Women should aim for a waist circumference of less than 35 inches, and for men, less than 40 inches. 

Black women have the highest rates of obesity in the United States, with about 4 out of 5 Black women considered overweight or obese.

Oprah sharing her personal use of weight-loss medications can definitely move the needle. But it is not just Black female celebrities benefiting from these seemingly new wonder drugs. Tracy Morgan has credited weekly doses of Ozempic for maintaining his slim physique. Anthony Anderson, who is diagnosed with Type 2 diabetes, uses the diabetes drug Ozempic, which has the side benefit of weight loss.

But not all celebrities have been as revealing about whether they’ve taken prescription drugs like Ozempic and Wegovy to drop the pounds or they’ve felt compelled to set the record straight.
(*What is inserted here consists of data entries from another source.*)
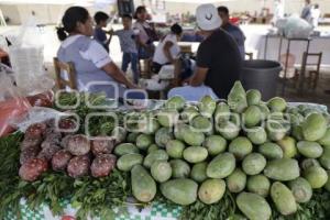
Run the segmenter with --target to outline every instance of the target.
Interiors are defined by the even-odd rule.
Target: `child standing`
[[[119,37],[120,47],[123,53],[122,55],[122,70],[125,73],[128,70],[129,64],[133,72],[134,84],[139,82],[139,69],[138,69],[138,46],[136,46],[136,33],[132,29],[133,18],[130,14],[122,16],[123,29],[113,32],[114,35]]]
[[[94,38],[97,42],[99,42],[109,53],[109,44],[111,41],[111,36],[108,38],[107,34],[109,34],[109,32],[103,31],[103,28],[107,26],[109,15],[105,12],[99,11],[94,15],[94,20],[96,22],[96,28],[94,30]]]

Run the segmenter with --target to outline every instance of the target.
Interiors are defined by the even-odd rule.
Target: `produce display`
[[[62,101],[70,102],[68,97]],[[84,117],[91,110],[74,111]],[[190,103],[173,97],[156,110],[117,113],[119,124],[106,118],[94,122],[94,138],[84,133],[82,122],[75,133],[57,132],[52,120],[32,124],[20,141],[19,170],[12,177],[20,176],[19,185],[35,186],[47,175],[62,176],[67,183],[63,190],[74,188],[73,201],[82,206],[84,215],[94,209],[109,215],[101,202],[110,195],[103,191],[92,208],[91,201],[75,195],[79,184],[86,180],[109,187],[97,190],[113,191],[111,182],[101,184],[111,178],[124,196],[116,194],[109,209],[132,196],[139,206],[183,206],[182,219],[330,218],[327,112],[290,107],[279,97],[263,102],[257,90],[245,92],[235,82],[227,101],[207,96]],[[77,125],[69,118],[58,124]],[[10,200],[1,184],[0,196]],[[84,201],[88,209],[82,210]]]

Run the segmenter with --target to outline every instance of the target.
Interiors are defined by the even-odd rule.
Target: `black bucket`
[[[282,66],[273,61],[244,61],[241,80],[246,90],[257,89],[263,96],[263,100],[268,100],[276,96],[277,80]]]

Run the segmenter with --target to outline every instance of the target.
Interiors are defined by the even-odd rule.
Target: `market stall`
[[[240,82],[226,101],[57,98],[0,139],[1,219],[329,219],[326,107]]]
[[[288,41],[282,40],[277,34],[249,33],[245,42],[246,48],[254,51],[255,57],[261,59],[278,61],[278,57],[286,53]],[[330,67],[329,35],[311,36],[309,53],[323,53],[322,69]],[[302,54],[306,52],[305,42],[294,42],[290,45],[290,53],[294,54],[296,64],[301,64]]]

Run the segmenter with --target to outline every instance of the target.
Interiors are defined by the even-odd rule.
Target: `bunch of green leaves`
[[[78,101],[79,100],[79,101]],[[59,111],[69,110],[76,113],[80,119],[80,133],[86,133],[86,129],[90,135],[110,135],[116,122],[121,123],[120,113],[111,109],[114,105],[114,100],[107,99],[105,94],[79,94],[79,97],[75,92],[63,92],[59,95],[58,100],[55,103],[59,103],[54,108]],[[67,107],[62,109],[61,107]],[[109,108],[107,108],[109,107]],[[94,116],[89,118],[89,123],[86,127],[85,122],[89,113],[106,113],[111,111],[112,116]]]
[[[235,213],[237,207],[233,196],[227,190],[222,199],[212,205],[199,200],[183,207],[182,220],[224,220]]]
[[[105,178],[84,177],[74,184],[72,204],[78,209],[77,218],[100,217],[114,219],[127,213],[127,200],[131,195],[129,176],[114,169]]]
[[[47,204],[54,215],[62,215],[63,201],[69,200],[78,210],[78,219],[87,219],[87,216],[109,219],[119,212],[125,212],[125,204],[131,195],[129,175],[117,169],[103,178],[88,176],[74,179],[65,173],[50,170],[34,183],[21,180],[21,139],[20,133],[0,139],[0,219],[3,219],[8,211],[16,213],[20,218],[21,198],[26,199],[32,210]]]
[[[330,193],[327,190],[314,191],[310,201],[298,205],[298,211],[292,216],[284,217],[272,205],[273,220],[328,220],[330,219]]]
[[[22,138],[22,133],[15,133],[0,139],[0,219],[3,219],[10,208],[19,209],[19,199],[22,195],[18,190],[19,144]]]

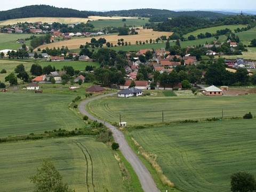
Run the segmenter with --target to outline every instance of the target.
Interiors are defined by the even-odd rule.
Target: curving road
[[[108,127],[112,131],[115,141],[119,143],[120,146],[120,150],[127,161],[131,164],[133,168],[133,170],[136,172],[144,191],[159,192],[160,190],[156,187],[156,185],[150,173],[145,166],[143,164],[143,163],[140,161],[140,159],[137,157],[136,154],[133,152],[132,149],[131,149],[127,143],[123,133],[116,127],[110,124],[109,123],[97,118],[85,110],[85,105],[87,103],[93,100],[100,99],[108,96],[111,96],[115,94],[116,94],[116,93],[101,95],[93,98],[86,99],[82,101],[79,105],[79,110],[82,114],[87,115],[90,119],[93,121],[97,121],[99,122],[105,124],[106,126]]]

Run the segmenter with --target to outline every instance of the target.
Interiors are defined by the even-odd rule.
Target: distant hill
[[[76,17],[86,18],[90,15],[137,17],[158,18],[173,18],[185,15],[214,19],[223,17],[225,15],[220,13],[210,11],[175,12],[167,10],[154,9],[96,12],[78,11],[71,9],[58,8],[52,6],[41,5],[27,6],[21,8],[0,11],[0,21],[31,17]],[[155,20],[156,19],[155,19]]]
Recently, we’ve seen dramatic weight loss by celebrities like 50 Cent, who posted a video on Instagram last month saying his 43-pound weight loss is due to working out and not from Ozempic. Kelly Clarkson has also dropped pounds and shared that her change in diet and lifestyle is the reason.

It’s also worth considering that some celebrities may be deciding not to publicly disclose if they’ve used a weight-loss drug because they haven’t secured the bag — meaning they aren’t giving free publicity to a brand that could otherwise pay them for their endorsement.
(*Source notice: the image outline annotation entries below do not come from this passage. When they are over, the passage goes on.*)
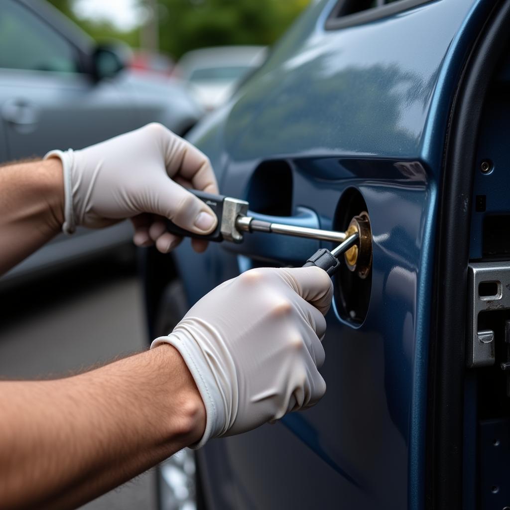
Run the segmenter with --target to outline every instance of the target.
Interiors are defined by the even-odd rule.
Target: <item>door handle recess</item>
[[[297,214],[292,216],[274,216],[248,211],[248,215],[257,220],[271,223],[286,223],[311,228],[319,228],[319,217],[315,212],[305,207],[296,208]],[[268,235],[264,232],[245,233],[242,243],[223,243],[222,247],[228,251],[246,257],[284,265],[302,265],[312,253],[320,247],[319,241],[302,237],[291,237],[281,234]]]

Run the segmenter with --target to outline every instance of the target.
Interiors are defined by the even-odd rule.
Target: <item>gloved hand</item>
[[[152,342],[178,350],[200,392],[207,419],[196,447],[321,398],[317,368],[333,292],[318,267],[252,269],[211,291]]]
[[[67,233],[78,225],[99,228],[130,218],[135,244],[156,241],[166,253],[181,238],[166,231],[163,218],[198,234],[208,234],[216,226],[217,219],[211,209],[183,187],[218,193],[209,160],[160,124],[81,150],[53,150],[45,158],[52,157],[60,158],[64,169],[62,230]],[[198,251],[207,245],[193,240]]]

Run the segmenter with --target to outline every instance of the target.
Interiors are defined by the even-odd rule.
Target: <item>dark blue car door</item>
[[[402,0],[371,15],[316,3],[231,103],[193,134],[222,193],[249,200],[255,213],[342,230],[366,211],[372,234],[369,274],[344,268],[335,278],[325,396],[200,451],[211,508],[418,509],[435,498],[442,502],[435,507],[466,507],[458,406],[465,339],[457,327],[466,281],[458,313],[454,307],[443,317],[439,301],[457,302],[438,256],[446,249],[452,285],[466,276],[471,168],[464,191],[458,172],[445,177],[448,135],[471,52],[494,5]],[[445,237],[453,220],[462,234],[457,259],[454,239]],[[203,256],[185,244],[175,261],[191,304],[249,268],[300,265],[321,245],[333,246],[254,234]],[[449,393],[454,362],[441,356],[450,351],[430,367],[438,349],[452,345],[462,367]],[[476,448],[475,441],[475,457]],[[443,472],[450,468],[451,494]]]

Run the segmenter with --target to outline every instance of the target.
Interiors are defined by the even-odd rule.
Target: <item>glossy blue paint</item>
[[[292,174],[293,214],[306,208],[309,220],[330,228],[342,193],[354,187],[373,235],[366,320],[355,327],[334,305],[327,316],[326,396],[287,419],[293,435],[264,427],[222,440],[210,455],[206,448],[208,476],[237,491],[237,507],[213,491],[213,508],[309,508],[311,491],[324,508],[339,501],[356,508],[424,504],[437,190],[450,105],[492,3],[438,0],[325,31],[334,3],[311,7],[192,136],[211,159],[222,193],[246,196],[261,163],[283,160]],[[205,256],[184,247],[176,260],[192,303],[238,274],[238,254],[242,269],[261,263],[253,254],[297,265],[307,242],[259,235],[244,245],[211,246]],[[213,472],[220,465],[227,466],[226,481]]]

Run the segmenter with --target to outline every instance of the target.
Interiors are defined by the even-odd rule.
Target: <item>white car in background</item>
[[[219,46],[188,52],[179,60],[174,75],[189,86],[207,110],[226,101],[236,86],[260,67],[267,54],[263,46]]]

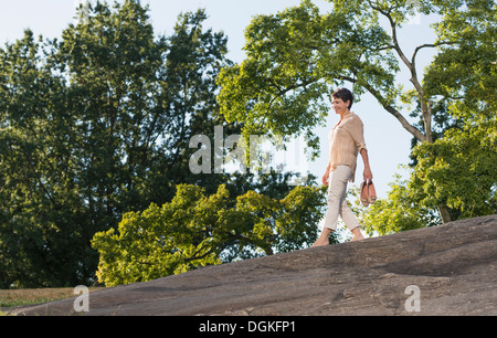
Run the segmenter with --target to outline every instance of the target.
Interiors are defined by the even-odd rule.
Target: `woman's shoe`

Building Habits for Good Health

In addition to maintaining optimal weight, Watson suggested that “all people should know, at a very minimum, their usual blood pressure level, their cholesterol level, and their blood sugar level.”

A “normal” blood pressure is less than 120/80. However, for those with hypertension, the goal is to maintain a blood pressure of less than 130/80.

“Hypertension is the leading modifiable risk factor when it comes to lowering risk for developing cardiovascular disease, so keeping blood pressure at goal significantly lowers your risk of having a heart attack, stroke, kidney failure, heart failure or death,” said Randolph.

Randolph advised that to build good heart health, people — whether famous or not — should focus on reducing alcohol intake, eating plant-based, scheduling time for themselves, exercising at least 150 minutes per week, and taking an assessment of their risk.